We were delighted to learn from our friends and colleagues in the UK that, thanks in no small part to the work of the Salmon & Trout Association (S&TA) and Hampshire and the Isle of Wight Wildlife Trust (HIWWT), for the first time ever, the UK’s Environment Agency (EA) has decided to limit phosphate discharges into the legendary River Itchen. This is an important step in reducing pollution and restoring the condition of the river and its wildlife habitat.
For years watercress farms along the banks of the Itchen have been permitted to release phophate into the water, thereby encouraging the growth of excess algae, smothering the riverbed and altering the ecosystem. S&TA and HIWWT have worked together, joining forces to restore this national treasure. Thanks to funds from individuals and corporate sponsors, including Orvis, they have installed five water samplers to test phosphate levels in the main river and tributaries, with independent analysis undertaken by Southampton University. The results of these tests helped to inform the EA’s decision.
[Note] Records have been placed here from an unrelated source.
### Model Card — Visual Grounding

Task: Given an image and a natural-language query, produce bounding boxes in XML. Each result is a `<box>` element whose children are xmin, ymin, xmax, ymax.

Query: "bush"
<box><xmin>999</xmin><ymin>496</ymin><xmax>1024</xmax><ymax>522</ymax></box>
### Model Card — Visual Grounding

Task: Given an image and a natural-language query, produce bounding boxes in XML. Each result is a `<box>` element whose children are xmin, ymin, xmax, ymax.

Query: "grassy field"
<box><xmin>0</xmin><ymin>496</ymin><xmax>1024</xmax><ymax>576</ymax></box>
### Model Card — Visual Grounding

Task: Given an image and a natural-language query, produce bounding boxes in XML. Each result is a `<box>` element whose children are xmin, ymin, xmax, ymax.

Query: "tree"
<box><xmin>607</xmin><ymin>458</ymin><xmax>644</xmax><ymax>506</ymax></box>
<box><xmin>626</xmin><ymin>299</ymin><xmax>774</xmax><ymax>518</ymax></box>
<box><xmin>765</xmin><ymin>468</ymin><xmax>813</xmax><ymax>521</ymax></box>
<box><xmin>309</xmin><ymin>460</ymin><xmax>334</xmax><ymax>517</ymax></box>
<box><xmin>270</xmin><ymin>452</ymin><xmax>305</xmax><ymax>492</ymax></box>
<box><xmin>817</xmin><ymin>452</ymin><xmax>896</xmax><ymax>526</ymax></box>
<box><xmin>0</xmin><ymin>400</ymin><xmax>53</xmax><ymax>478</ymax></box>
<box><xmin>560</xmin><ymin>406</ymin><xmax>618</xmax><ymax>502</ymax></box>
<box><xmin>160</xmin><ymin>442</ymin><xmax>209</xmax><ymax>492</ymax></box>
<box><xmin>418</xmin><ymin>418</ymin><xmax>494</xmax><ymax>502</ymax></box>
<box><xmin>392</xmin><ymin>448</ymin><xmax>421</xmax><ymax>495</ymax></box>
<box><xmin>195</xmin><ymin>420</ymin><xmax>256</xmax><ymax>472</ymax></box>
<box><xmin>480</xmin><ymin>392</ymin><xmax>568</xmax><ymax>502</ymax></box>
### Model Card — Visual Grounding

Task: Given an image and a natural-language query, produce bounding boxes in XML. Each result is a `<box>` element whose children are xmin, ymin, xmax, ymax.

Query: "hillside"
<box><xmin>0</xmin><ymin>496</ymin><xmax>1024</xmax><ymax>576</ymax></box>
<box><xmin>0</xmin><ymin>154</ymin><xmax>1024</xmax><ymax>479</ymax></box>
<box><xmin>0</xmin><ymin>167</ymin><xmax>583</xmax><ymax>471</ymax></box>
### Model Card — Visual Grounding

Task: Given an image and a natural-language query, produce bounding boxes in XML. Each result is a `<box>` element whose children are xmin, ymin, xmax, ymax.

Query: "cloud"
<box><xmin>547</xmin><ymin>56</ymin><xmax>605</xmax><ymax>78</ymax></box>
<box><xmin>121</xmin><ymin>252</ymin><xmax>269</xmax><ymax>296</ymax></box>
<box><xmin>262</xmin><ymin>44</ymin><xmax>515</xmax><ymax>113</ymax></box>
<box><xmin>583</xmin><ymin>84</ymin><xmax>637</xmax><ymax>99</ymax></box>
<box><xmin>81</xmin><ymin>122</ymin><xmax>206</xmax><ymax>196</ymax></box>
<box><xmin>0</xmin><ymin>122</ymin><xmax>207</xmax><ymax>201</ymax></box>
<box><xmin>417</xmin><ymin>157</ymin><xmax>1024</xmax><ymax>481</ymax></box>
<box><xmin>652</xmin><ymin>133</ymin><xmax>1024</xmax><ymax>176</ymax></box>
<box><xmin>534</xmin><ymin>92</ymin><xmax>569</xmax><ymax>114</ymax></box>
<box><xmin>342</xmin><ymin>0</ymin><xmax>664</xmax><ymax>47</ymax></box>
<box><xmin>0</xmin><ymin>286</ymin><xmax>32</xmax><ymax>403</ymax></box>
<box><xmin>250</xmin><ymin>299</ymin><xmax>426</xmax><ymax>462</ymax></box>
Paul Knight, S&TA’s CEO, declared, “We are delighted that phosphates are at last being controlled in the river. A great deal still needs to be done to bring the Itchen back to its former glory days, but this is an encouraging start. S&TA and our colleagues in HIWWT will continue to monitor progress on the Itchen, and lobby intensively at both local and national level for the required commitment to protect all UK rivers from an increasing demand for commercial exploitation of our water resources. In particular, we are demanding that all abstracted water should be returned to the river in no worse state than it was received, and this is especially relevant to commercial activities such as watercress farming.”
S&TA will continue its independent monitoring of the river and tributaries on a daily basis to record progress made in cleaning up the Itchen’s water quality, coordinating this work with HIWWT and Southampton University, and making results known to the EA, which only monitors the river once a month. Meanwhile S&TA and HIWWT have plans to continue their highly effective partnership to tackle other issues impacting the chalk streams, of which England hosts a staggering 85% of the entire global resource.
S&TA and HIWWT are to be congratulated for their commitment and diligent work, and the UK’s Environment Agency is to be praised for taking this important step to protect our environment.